The North Forestville Community Center, which unofficially opened June 17, is attached to the school and will be sharing its gymnasium with the school. A July 31 grand opening featured a DJ, dancing and martial arts demonstrations.
Cynthia Jackson, North Forestville Community Center director, said she plans to offer special programs and classes after school that students can attend, such as dancing, karate and arts and crafts.
“We have about 324 kids that need a place to go after school. We have games for them to play. They can do homework,” Jackson said. “We can create different programs for them, just to keep their minds busy after school.”
Sasha Desrouleaux, citizen services specialist for County Councilman Derrick Davis’ office, said the 13,000 square-foot facility cost $3.8 million to build.
Though there have been plans for the center to be built since 2002, because of permitting problems and having to change contractors it took about 10 years for the facility to be built, Desrouleaux said.
Wanda Ramos, Maryland-National Capital Park and Planning Commission’s division chief of central operations, said that children can register for free identification cards so that they can attend various activities.

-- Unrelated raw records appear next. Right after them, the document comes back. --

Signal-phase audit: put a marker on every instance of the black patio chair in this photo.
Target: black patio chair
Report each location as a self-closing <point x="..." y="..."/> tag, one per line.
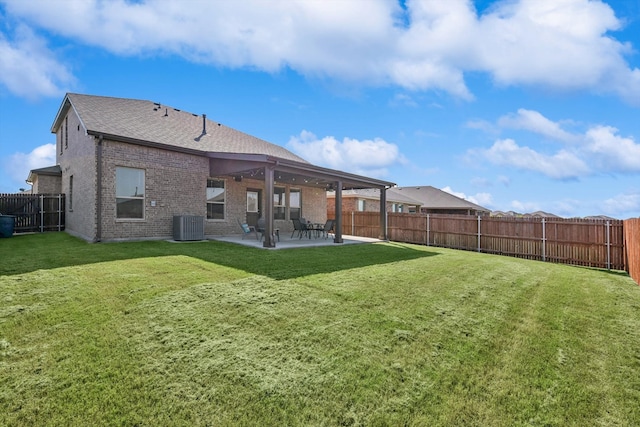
<point x="261" y="228"/>
<point x="299" y="227"/>
<point x="328" y="227"/>
<point x="247" y="229"/>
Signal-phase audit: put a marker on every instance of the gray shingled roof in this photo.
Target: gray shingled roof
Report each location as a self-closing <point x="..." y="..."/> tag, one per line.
<point x="434" y="198"/>
<point x="155" y="123"/>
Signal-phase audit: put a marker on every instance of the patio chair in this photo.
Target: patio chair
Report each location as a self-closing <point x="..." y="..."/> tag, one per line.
<point x="247" y="229"/>
<point x="261" y="228"/>
<point x="300" y="228"/>
<point x="328" y="227"/>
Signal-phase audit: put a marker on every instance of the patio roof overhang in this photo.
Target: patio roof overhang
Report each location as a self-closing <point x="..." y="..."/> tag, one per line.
<point x="286" y="171"/>
<point x="274" y="170"/>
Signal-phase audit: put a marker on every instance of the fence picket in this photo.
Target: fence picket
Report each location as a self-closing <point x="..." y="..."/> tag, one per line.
<point x="34" y="212"/>
<point x="586" y="242"/>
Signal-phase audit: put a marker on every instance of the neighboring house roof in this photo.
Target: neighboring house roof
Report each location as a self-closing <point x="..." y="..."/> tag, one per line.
<point x="51" y="171"/>
<point x="433" y="198"/>
<point x="145" y="121"/>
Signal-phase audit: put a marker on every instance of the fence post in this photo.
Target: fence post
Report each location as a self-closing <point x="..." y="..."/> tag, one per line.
<point x="544" y="240"/>
<point x="59" y="212"/>
<point x="479" y="233"/>
<point x="40" y="207"/>
<point x="608" y="246"/>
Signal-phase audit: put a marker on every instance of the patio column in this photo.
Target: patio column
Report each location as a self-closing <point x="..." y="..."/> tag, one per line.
<point x="337" y="227"/>
<point x="269" y="241"/>
<point x="383" y="214"/>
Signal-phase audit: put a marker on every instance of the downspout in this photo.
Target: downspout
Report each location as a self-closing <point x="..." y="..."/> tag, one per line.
<point x="98" y="237"/>
<point x="383" y="214"/>
<point x="337" y="228"/>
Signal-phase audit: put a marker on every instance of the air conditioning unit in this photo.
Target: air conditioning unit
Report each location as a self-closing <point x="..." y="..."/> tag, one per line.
<point x="187" y="227"/>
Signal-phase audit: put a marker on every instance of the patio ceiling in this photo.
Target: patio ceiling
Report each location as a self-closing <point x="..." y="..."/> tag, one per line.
<point x="240" y="166"/>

“It’s like a drop-in community center,” she said. “As long as they have an ID they can come into the center.”
The center will have open gym for those ages six to 17, Ramos said. Ramos said Jackson has some activities already set up for children to sign up for, but is working on getting more into place.
Principal Melissa Ellis of North Forestville Elementary School said she was excited about the benefits the community center offers, but she had concerns about the community center being attached to the school regarding student safety and sharing a parking lot.

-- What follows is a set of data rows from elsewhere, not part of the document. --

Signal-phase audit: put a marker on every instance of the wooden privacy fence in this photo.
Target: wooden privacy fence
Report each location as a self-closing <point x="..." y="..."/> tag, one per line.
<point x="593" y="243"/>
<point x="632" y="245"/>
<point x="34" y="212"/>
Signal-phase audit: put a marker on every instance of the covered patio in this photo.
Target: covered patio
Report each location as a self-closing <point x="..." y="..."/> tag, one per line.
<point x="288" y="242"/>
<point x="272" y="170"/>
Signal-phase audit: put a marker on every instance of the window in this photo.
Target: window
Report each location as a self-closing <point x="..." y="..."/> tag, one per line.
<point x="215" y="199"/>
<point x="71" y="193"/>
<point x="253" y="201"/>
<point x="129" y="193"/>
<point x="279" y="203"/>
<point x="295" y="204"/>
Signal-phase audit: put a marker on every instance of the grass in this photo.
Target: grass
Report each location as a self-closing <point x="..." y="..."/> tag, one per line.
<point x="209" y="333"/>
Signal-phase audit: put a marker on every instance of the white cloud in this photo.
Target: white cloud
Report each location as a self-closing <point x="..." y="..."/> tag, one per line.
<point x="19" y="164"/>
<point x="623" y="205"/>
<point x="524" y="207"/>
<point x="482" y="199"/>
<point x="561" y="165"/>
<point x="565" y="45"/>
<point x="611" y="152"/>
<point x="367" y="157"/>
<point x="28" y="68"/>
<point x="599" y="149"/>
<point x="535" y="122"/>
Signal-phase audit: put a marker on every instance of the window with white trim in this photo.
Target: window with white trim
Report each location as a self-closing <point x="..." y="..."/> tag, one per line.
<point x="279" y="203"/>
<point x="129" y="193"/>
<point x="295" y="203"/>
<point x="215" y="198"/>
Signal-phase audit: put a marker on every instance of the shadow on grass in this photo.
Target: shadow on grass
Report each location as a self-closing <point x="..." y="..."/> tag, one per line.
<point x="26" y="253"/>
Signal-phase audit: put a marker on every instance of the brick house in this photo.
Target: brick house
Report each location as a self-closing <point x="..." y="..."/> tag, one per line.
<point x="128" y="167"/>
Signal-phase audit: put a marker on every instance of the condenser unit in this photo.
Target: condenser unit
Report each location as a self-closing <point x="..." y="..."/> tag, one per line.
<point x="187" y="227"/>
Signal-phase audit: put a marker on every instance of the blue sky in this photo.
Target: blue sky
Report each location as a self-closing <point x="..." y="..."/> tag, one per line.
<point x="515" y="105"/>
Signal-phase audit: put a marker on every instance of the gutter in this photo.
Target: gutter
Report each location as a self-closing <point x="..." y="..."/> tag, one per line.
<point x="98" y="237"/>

“If I have an event that’s after hours and they’re open, then [parking] may be a challenge,” Ellis said.
Ramos said that as partners they need to keep the lines of communication open so that the school and community center can co-host events or not schedule them for the same dates.
Ramos said she saw the community making good use of the center within the first couple days of its unofficial opening in June as children asked if the center was open and if they could play basketball.
“All of a sudden we had 20 kids because they were all texting each other to come to the center,” Ramos said.